Toen ik voor 't eerst haar zag... hoe lief, hoe schuldeloos en rein!
Gelijk een korenbloem, rank op haar stengel, te midden van het blonde koren, gevat in 't goud van 't gulden zonnelicht.
O, wat had ik haar lief!... Zoo innig, innig lief!
Een heil'ge leek zij mij. Zij is 't mij nog, hoewel met slijk bespat. Ja!... een madonna, door den woesten wind terneêr geploft in 't morsig slijk der aard'.
Mij minnen kon zij niet! 'k Vergeef het haar en gaarne.

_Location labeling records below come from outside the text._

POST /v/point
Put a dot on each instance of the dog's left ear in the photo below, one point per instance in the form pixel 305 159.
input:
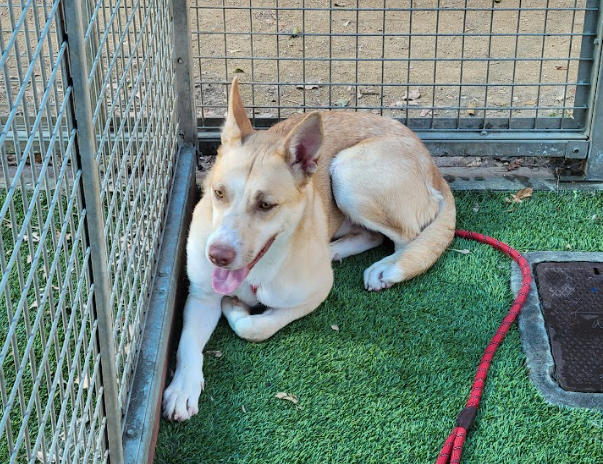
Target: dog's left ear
pixel 237 125
pixel 303 144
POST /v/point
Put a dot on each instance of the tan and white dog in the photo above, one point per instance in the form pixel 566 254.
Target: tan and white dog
pixel 279 205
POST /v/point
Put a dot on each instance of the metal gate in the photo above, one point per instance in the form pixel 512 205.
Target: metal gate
pixel 494 79
pixel 92 150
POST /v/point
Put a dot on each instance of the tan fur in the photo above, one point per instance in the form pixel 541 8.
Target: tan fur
pixel 283 203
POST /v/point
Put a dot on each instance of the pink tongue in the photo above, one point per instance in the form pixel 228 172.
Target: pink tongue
pixel 225 281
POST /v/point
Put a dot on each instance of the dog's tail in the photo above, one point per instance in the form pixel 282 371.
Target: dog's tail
pixel 422 252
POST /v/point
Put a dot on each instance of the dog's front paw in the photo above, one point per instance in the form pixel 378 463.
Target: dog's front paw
pixel 181 398
pixel 381 275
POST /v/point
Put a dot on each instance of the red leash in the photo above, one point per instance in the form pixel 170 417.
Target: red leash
pixel 453 447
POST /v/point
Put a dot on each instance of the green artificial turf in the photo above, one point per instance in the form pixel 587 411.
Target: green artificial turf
pixel 388 385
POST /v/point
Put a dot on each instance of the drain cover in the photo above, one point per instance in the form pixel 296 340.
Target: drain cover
pixel 571 294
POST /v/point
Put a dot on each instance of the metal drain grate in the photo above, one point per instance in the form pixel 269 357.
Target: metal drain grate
pixel 571 294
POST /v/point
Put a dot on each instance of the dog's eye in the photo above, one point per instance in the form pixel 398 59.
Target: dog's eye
pixel 265 206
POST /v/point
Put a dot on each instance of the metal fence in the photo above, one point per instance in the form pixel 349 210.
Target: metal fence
pixel 89 139
pixel 472 77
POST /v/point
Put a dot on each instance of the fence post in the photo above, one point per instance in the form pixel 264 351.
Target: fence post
pixel 594 161
pixel 75 24
pixel 185 90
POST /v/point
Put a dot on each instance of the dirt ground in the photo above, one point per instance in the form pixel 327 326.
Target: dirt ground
pixel 415 58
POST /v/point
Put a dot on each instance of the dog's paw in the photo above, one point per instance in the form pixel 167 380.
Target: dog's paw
pixel 381 275
pixel 181 398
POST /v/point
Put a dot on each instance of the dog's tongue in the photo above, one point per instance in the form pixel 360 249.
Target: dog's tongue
pixel 225 281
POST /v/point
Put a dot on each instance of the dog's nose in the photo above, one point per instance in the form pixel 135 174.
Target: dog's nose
pixel 221 255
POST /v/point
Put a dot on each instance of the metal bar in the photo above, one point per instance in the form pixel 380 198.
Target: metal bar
pixel 594 163
pixel 86 141
pixel 185 91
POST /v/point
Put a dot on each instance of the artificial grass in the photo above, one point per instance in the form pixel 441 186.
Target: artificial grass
pixel 388 385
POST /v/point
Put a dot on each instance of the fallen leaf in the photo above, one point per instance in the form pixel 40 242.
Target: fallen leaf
pixel 287 396
pixel 515 164
pixel 520 196
pixel 464 251
pixel 525 193
pixel 414 94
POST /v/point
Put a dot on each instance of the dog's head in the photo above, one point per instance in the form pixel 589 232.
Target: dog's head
pixel 257 188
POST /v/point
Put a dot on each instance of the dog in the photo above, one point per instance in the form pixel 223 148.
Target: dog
pixel 280 205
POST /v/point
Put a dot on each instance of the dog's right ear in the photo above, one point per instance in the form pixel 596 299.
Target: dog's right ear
pixel 237 125
pixel 303 145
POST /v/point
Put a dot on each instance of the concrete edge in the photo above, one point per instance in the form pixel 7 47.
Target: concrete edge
pixel 534 338
pixel 141 422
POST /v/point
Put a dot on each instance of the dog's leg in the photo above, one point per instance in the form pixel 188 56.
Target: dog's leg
pixel 259 327
pixel 181 398
pixel 357 240
pixel 391 185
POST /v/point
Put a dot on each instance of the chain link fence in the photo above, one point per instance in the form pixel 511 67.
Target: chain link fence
pixel 89 148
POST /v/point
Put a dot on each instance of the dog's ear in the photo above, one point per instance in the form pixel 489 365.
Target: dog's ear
pixel 303 145
pixel 237 125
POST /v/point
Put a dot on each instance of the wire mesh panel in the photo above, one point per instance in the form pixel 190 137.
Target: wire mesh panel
pixel 54 404
pixel 437 65
pixel 131 80
pixel 51 395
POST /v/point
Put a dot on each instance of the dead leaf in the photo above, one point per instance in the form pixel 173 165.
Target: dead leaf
pixel 515 164
pixel 464 251
pixel 520 196
pixel 85 383
pixel 414 94
pixel 287 396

Haar hart was niet geschapen voor het mijne toch.
Maar ik!...
Gedragen had ik haar op beî deez' handen door het leven heen.
Zij had een ander lief!... Een ander!... En zij vertrouwde hem. Natuurlijk!... Zij beminde. En hij?... Misleidde haar.
***
Nog ééns zag 'k haar terug... en daarna... nog eens weêr.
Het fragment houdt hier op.